Kevin Mizera The Hockey Writers
Could Lundqvist’s All-Star Snub Help the Rangers?
An All-Star Snub
It’s no secret that New York Rangers’ goaltender Henrik Lundqvist is an intense competitor. He’s consistently been one of the NHL’s top goalies since his rookie season in 2006. Since then he has been nominated for the Vezina Trophy (awarded to the league’s top goaltender) five times, winning it in 2012.
He has also played in the past three NHL All-Star Games (2009, 2011, and 2012)–but he won’t be there this time. Six other goalies will be sharing the All-Star spotlight in Columbus this Sunday, but Lundqvist won’t be one of them. While “The King’s” All-Star snub has left many fans scratching their heads, Lundqvist himself looks at it as being given the gift of time.
“It’s been a while,” Lundqvist said. “I think my second year, I had a break. I didn’t make the All-Star team. But all the other years, it’s been Olympics or All-Star Games. We’re going to take this as a good opportunity for me to rest physically and mentally and come back really excited to play.”– Anthony Rieber, Newsday
Once Lundqvist declared that he believed rest/break would be beneficial over All Star weekend, NHL turned elsewhere.
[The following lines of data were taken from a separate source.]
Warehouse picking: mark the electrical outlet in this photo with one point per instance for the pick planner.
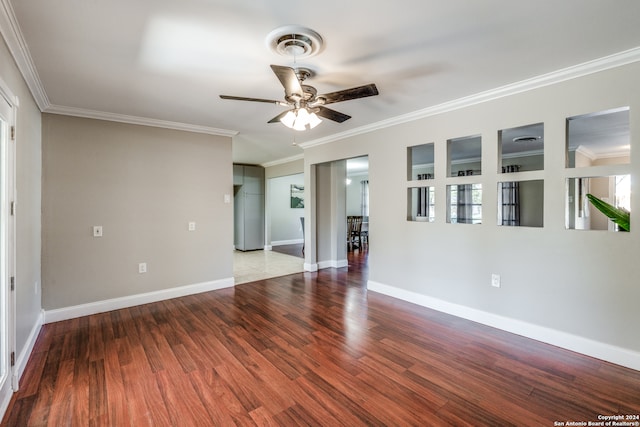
(495, 280)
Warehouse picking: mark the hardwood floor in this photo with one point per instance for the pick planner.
(306, 349)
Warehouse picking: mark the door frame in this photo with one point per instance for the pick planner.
(8, 244)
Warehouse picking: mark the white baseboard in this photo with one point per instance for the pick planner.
(333, 264)
(310, 267)
(618, 355)
(25, 353)
(286, 242)
(72, 312)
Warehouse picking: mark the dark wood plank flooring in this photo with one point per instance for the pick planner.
(306, 349)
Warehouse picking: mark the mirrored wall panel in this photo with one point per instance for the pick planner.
(521, 148)
(464, 156)
(420, 162)
(421, 204)
(584, 214)
(464, 204)
(521, 203)
(598, 139)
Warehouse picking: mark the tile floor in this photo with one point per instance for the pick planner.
(257, 265)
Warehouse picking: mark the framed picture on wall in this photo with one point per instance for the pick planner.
(297, 196)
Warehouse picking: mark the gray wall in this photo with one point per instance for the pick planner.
(143, 185)
(28, 196)
(582, 284)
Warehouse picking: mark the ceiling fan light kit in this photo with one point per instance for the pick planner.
(306, 105)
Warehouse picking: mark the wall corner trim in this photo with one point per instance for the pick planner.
(25, 352)
(607, 352)
(73, 312)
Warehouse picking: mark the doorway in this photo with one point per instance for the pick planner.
(7, 300)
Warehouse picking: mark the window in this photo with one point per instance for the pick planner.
(465, 204)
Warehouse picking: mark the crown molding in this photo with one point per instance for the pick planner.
(135, 120)
(569, 73)
(12, 35)
(283, 161)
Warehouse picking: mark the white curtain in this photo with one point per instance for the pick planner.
(364, 202)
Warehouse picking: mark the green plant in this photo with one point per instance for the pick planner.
(619, 216)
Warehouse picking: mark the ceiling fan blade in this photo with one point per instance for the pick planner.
(347, 94)
(289, 80)
(277, 118)
(242, 98)
(330, 114)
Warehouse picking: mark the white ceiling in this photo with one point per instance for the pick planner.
(167, 61)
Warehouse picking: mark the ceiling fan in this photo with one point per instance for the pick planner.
(306, 105)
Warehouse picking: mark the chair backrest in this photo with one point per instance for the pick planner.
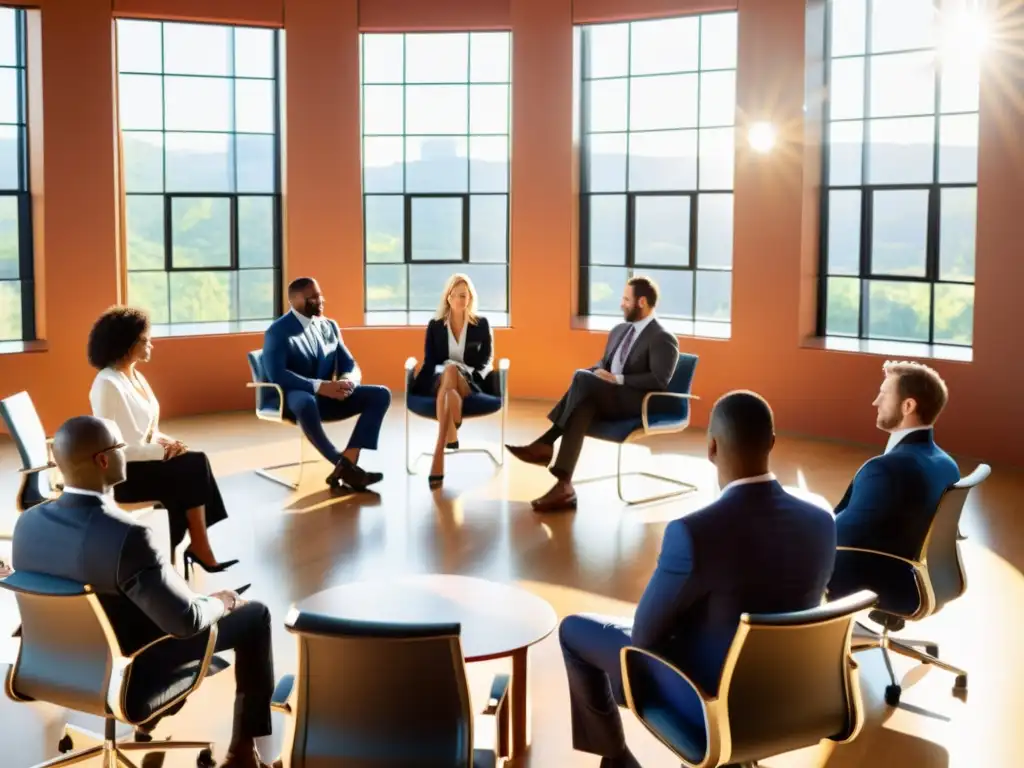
(266, 397)
(941, 551)
(379, 694)
(68, 647)
(27, 430)
(680, 383)
(787, 679)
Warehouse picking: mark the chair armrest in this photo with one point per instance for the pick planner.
(913, 563)
(645, 404)
(281, 395)
(282, 692)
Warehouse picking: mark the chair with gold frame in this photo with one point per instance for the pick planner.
(937, 576)
(70, 656)
(788, 682)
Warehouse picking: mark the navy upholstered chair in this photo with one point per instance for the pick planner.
(475, 406)
(788, 681)
(391, 694)
(270, 407)
(660, 413)
(70, 656)
(936, 574)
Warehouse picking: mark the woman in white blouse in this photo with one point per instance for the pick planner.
(457, 361)
(160, 468)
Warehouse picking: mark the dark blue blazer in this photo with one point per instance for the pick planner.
(757, 549)
(479, 355)
(889, 507)
(293, 357)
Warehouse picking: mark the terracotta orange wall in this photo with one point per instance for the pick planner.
(813, 391)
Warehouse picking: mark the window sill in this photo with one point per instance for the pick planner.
(699, 329)
(209, 329)
(890, 348)
(22, 347)
(420, 320)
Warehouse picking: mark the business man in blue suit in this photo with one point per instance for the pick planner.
(757, 549)
(890, 504)
(304, 354)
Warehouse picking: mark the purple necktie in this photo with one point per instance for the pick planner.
(624, 347)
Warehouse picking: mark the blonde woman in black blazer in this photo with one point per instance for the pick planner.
(457, 361)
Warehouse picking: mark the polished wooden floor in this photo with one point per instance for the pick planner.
(596, 559)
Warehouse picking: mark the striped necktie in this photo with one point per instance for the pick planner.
(624, 347)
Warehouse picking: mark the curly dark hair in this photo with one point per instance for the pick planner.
(115, 334)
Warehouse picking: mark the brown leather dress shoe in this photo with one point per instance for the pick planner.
(535, 453)
(561, 497)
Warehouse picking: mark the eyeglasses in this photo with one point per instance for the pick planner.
(116, 446)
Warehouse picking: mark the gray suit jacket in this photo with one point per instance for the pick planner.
(651, 360)
(89, 540)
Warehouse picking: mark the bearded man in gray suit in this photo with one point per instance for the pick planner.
(639, 357)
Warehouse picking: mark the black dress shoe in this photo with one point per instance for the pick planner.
(352, 475)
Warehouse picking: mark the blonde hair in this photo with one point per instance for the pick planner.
(443, 309)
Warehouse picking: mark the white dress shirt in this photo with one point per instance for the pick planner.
(137, 414)
(617, 358)
(306, 322)
(767, 477)
(898, 434)
(84, 492)
(457, 349)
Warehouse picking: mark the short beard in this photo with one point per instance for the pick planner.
(890, 423)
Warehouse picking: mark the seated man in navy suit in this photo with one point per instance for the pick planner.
(890, 504)
(304, 354)
(757, 549)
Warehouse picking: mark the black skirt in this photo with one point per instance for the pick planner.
(179, 484)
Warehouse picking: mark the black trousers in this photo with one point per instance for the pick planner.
(247, 632)
(179, 483)
(589, 397)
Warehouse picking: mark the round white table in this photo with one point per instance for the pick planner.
(497, 620)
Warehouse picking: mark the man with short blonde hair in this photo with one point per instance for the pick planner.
(890, 504)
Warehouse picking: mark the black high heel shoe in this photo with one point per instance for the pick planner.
(192, 560)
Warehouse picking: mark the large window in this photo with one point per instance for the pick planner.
(657, 121)
(200, 130)
(435, 170)
(16, 287)
(900, 172)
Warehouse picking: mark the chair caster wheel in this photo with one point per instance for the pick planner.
(892, 695)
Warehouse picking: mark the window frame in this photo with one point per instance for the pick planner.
(630, 265)
(409, 198)
(865, 262)
(23, 194)
(167, 198)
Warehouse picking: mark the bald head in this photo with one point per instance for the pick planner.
(89, 453)
(742, 429)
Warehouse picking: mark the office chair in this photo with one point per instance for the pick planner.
(660, 413)
(788, 681)
(270, 407)
(71, 657)
(40, 477)
(937, 576)
(391, 694)
(476, 404)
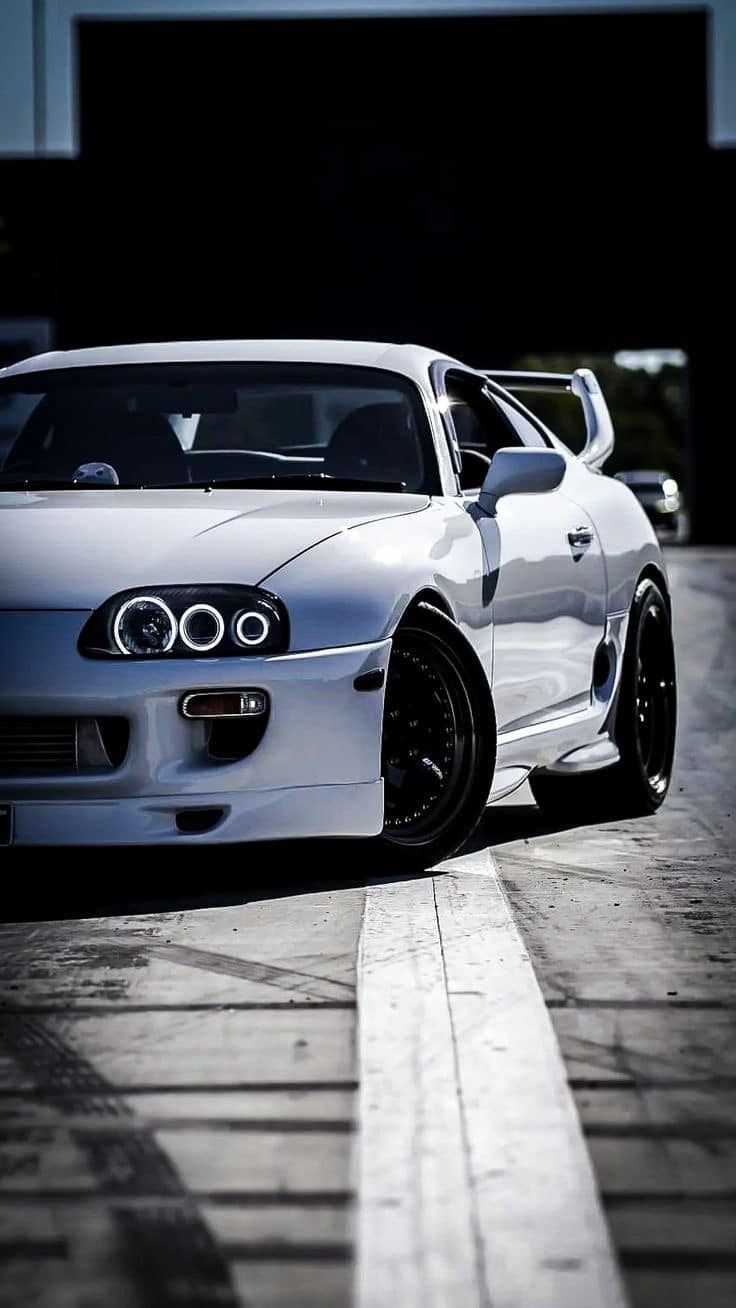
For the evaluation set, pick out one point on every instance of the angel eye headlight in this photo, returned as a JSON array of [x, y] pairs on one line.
[[144, 625], [184, 621], [201, 627], [252, 627]]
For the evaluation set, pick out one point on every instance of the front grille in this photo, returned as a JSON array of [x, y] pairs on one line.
[[60, 746]]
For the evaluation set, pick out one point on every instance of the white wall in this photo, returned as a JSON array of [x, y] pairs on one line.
[[38, 50]]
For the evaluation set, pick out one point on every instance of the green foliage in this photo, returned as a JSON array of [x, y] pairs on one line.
[[647, 411]]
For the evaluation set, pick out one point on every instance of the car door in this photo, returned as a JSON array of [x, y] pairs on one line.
[[548, 577]]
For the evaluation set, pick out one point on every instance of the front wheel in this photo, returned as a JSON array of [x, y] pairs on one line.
[[438, 740], [645, 726]]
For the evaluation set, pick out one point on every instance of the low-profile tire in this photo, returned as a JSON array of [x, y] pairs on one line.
[[646, 718], [438, 747]]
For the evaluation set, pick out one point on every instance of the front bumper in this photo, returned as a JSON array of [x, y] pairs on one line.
[[317, 772]]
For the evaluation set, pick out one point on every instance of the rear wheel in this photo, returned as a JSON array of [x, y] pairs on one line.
[[645, 726], [438, 740]]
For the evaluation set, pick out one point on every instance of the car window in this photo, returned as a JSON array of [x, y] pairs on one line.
[[481, 428], [177, 425]]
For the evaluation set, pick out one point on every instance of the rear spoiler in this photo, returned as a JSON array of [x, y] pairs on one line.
[[583, 383]]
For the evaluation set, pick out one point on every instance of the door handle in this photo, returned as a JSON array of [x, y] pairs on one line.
[[581, 536]]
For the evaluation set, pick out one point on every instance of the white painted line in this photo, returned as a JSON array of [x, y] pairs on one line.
[[475, 1180], [415, 1219]]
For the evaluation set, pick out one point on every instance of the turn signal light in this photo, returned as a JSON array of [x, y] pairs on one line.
[[224, 704]]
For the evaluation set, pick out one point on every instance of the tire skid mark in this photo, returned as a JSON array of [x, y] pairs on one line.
[[247, 969], [170, 1253]]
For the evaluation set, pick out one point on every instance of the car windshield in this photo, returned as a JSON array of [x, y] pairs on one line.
[[209, 424]]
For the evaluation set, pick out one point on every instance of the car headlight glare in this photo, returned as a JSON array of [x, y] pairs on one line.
[[144, 625], [201, 627], [252, 628]]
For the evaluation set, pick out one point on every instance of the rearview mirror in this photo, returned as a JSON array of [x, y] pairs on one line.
[[515, 471]]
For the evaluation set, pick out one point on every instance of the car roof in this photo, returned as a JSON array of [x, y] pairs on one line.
[[409, 360]]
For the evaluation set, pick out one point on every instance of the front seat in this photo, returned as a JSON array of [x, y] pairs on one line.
[[141, 447], [375, 442]]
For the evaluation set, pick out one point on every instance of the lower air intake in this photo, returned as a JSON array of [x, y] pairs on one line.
[[32, 747]]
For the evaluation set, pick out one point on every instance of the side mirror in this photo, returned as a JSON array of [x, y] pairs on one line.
[[517, 471]]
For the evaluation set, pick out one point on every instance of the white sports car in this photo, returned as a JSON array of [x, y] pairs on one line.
[[284, 589]]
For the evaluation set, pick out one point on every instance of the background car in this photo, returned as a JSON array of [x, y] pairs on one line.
[[659, 496]]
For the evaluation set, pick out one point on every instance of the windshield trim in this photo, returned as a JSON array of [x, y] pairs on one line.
[[45, 382]]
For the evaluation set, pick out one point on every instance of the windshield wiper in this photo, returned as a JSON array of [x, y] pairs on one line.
[[64, 484], [296, 480]]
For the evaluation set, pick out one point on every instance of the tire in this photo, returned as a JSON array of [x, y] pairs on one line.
[[646, 720], [438, 747]]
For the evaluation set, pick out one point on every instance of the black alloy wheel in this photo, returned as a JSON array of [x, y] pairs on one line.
[[438, 740]]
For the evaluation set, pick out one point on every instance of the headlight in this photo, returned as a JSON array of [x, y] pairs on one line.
[[144, 625], [252, 628], [201, 627], [187, 621]]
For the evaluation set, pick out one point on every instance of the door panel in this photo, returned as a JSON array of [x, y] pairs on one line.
[[548, 606]]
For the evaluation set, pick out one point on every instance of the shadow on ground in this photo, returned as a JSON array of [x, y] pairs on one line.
[[54, 883]]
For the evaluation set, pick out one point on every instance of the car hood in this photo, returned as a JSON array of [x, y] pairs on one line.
[[75, 548]]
— Larry Brooks (@NYP_Brooksie) January 15, 2015
Of course, he would rather be on that stage–it’s an honor that few players ever get to experience. And Lundqvist’s competitive nature is legendary. But he’s also the consummate team player–and he knows full well what’s ahead for the Rangers. Having a full week of rest right now could wind up being the best thing for everyone.
The Road Ahead
Why is getting extra time off such a big deal? Most of the league is also getting the week off–it’s the same for everyone, right? Well, not really. The Blueshirts’ schedule is working against them–and days off will be few and far between once the season resumes on Tuesday, January 27 against the New York Islanders.
Heading into the All-Star Game, no team has played fewer games (44) than the Rangers. The “second half” of the season will see them playing 38 games when other teams in their conference will only have to play 36 (Washington, Pittsburgh, Islanders), 35 (Boston, Detroit), or even 34 (Tampa Bay) in the same timeframe.
In the 37 days between January 27 and March 4, the Rangers will have 19 games–that’s an average of roughly a game every other day. Though that stretch only includes one set of back-to-back games (February 19 vs. Vancouver and February 20 in Buffalo), they only have consecutive days off twice (Feb 5-6 and 17-18).
The NHL season is a grueling 82-game marathon, and the games get harder as the season gets longer. A week of extra rest for their franchise goalie might pay dividends when the playoffs roll around.